Under the terms of the deal, BP would receive $17.1bn (£10.7bn) in cash from Rosneft and shares that represent a 12.84% stake in the company.

The group also plans to use $4.8bn of the cash consideration to buy a further 5.66% stake in Rosneft from the Russian government, taking its holding to 19.75% of Rosneft stock when aggregated with its existing 1.25% holding.

BP is a common holding among fund managers, with data from FE Analytics showing about 340 portfolios owning the stock in their top-ten positions. Tom Dobell’s £7.6bn M&G Recovery Fund is the largest product with the company in its portfolio, where it is the largest individual holding at 5.7%.

Adrian Frost and Adrian Gosden’s £4.5bn Artemis Income, Iain Stewart’s £2.9bn Newton Balanced, Chris Fontenla and David Keir’s £2.9bn Scottish Widows HIFML UK Equity Income and Sanjeev Shah’s £2.4bn Fidelity Special Situations funds are other sizeable portfolios with BP in their top-ten allocations.

Renaissance Capital oil and gas analyst Ildar Davletshin said the deal "strategically looks very positive for BP". The oil giant, he noted, has replaced "a private partner for a strategic national company which has much bigger access to resources in Russia and has much bigger political support in this country".

Threadneedle Global Equity Income Fund manager Stephen Thornber, on the other hand, told the Wall Street Journal:  "The deal is dilutive for BP’s earnings and significantly lowers near-term growth prospects.”

Independent advisory stockbroking and wealth management service Killik & Co retained its positive recommendation on BP’s shares and said its current valuation looks attractive.

However, head of equities Jonathan Jackson added that corporate governance is likely to be an issue, despite BP expecting to gain two seats on Rosneft’s nine-strong board. Some 70% of the firm will remain owned by the Russian state after the deal.

“The deal also has negative implications for the group’s cash flow profile, as BP will lose out on the income from TNK-BP’s high dividend payout policy. Although dividends had recently been postponed due to a lack of a quorum to make the payments, the investment had generated a good return throughout BP’s ownership, with payments of $1.8bn in 2010 and $3.7bn in 2011,” Jackson said.

“In contrast, Rosneft currently pays out only 25% of its earnings in dividends and, looking forward, the plan to acquire additional equity stakes from other shareholders in TNK-BP will add another $28bn of debt to the balance sheet, and potentially hamper its dividend-paying capability.”

BP has pledged its commitment to its progressive dividend policy.

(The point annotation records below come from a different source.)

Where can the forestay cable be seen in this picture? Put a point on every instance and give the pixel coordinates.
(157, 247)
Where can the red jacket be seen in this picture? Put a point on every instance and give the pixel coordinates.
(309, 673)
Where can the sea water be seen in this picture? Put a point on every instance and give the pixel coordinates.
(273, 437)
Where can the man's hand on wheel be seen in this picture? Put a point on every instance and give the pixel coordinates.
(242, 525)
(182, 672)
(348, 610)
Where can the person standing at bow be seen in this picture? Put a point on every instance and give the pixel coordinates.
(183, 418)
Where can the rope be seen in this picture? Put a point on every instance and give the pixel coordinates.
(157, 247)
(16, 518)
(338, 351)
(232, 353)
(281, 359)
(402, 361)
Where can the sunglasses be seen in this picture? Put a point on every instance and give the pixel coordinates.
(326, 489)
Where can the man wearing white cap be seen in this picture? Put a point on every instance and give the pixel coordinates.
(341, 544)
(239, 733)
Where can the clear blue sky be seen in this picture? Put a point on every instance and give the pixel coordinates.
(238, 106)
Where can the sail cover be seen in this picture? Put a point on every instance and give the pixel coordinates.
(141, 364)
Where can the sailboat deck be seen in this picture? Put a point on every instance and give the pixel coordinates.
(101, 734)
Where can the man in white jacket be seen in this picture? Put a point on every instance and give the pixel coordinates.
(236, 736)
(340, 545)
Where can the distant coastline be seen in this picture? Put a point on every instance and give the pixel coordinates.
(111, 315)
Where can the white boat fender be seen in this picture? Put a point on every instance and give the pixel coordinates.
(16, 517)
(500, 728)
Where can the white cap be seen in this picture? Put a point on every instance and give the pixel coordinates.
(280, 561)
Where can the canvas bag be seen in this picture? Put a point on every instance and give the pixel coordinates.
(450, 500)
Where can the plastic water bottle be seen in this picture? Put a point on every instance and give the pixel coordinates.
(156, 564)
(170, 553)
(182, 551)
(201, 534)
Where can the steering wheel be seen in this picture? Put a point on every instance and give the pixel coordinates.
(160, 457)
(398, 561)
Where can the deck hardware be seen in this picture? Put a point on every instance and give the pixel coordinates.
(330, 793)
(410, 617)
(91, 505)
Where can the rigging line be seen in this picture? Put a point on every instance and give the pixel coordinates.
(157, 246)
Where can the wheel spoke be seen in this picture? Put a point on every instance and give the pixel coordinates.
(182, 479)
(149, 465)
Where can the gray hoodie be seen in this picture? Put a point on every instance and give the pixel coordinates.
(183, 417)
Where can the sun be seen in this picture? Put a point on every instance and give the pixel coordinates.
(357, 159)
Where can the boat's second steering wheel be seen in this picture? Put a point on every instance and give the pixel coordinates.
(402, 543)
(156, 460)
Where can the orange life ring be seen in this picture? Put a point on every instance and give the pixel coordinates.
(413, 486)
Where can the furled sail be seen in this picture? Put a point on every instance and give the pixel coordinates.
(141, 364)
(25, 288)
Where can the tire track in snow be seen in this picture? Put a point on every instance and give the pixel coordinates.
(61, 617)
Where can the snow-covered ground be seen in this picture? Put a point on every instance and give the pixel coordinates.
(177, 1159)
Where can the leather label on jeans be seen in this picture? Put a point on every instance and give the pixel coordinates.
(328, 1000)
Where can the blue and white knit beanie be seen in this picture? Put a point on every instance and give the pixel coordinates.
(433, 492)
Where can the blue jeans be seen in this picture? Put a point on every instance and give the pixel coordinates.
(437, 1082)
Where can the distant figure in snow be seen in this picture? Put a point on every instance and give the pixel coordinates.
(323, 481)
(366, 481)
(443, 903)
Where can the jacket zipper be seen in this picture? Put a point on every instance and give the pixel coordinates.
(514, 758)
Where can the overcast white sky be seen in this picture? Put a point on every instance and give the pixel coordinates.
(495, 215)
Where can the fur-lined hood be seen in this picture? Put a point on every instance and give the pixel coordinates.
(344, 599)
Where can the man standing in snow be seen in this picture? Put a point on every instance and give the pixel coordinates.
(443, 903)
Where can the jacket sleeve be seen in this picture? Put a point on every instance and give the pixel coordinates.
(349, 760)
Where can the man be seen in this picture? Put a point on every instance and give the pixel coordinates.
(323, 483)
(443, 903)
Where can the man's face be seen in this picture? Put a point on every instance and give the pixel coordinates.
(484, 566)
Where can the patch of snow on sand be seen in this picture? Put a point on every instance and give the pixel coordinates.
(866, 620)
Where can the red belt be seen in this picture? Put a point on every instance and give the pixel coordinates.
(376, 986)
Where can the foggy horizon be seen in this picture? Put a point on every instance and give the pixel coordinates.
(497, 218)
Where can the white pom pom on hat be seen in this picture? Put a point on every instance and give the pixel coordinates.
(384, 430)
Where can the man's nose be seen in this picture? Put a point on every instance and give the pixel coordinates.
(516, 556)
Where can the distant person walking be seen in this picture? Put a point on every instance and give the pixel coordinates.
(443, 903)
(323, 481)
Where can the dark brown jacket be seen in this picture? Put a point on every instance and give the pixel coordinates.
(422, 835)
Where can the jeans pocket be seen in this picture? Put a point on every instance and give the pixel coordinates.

Despite these concerns, Jackson noted that the deal increases BP’s exposure to long-term growth in Russia. This will be made easier by its closer links to the state.

Rosneft is expected to benefit strongly from the deal, as having BP on its board could make it more attractive to western investors while access to better technology will improve production levels from its existing fields.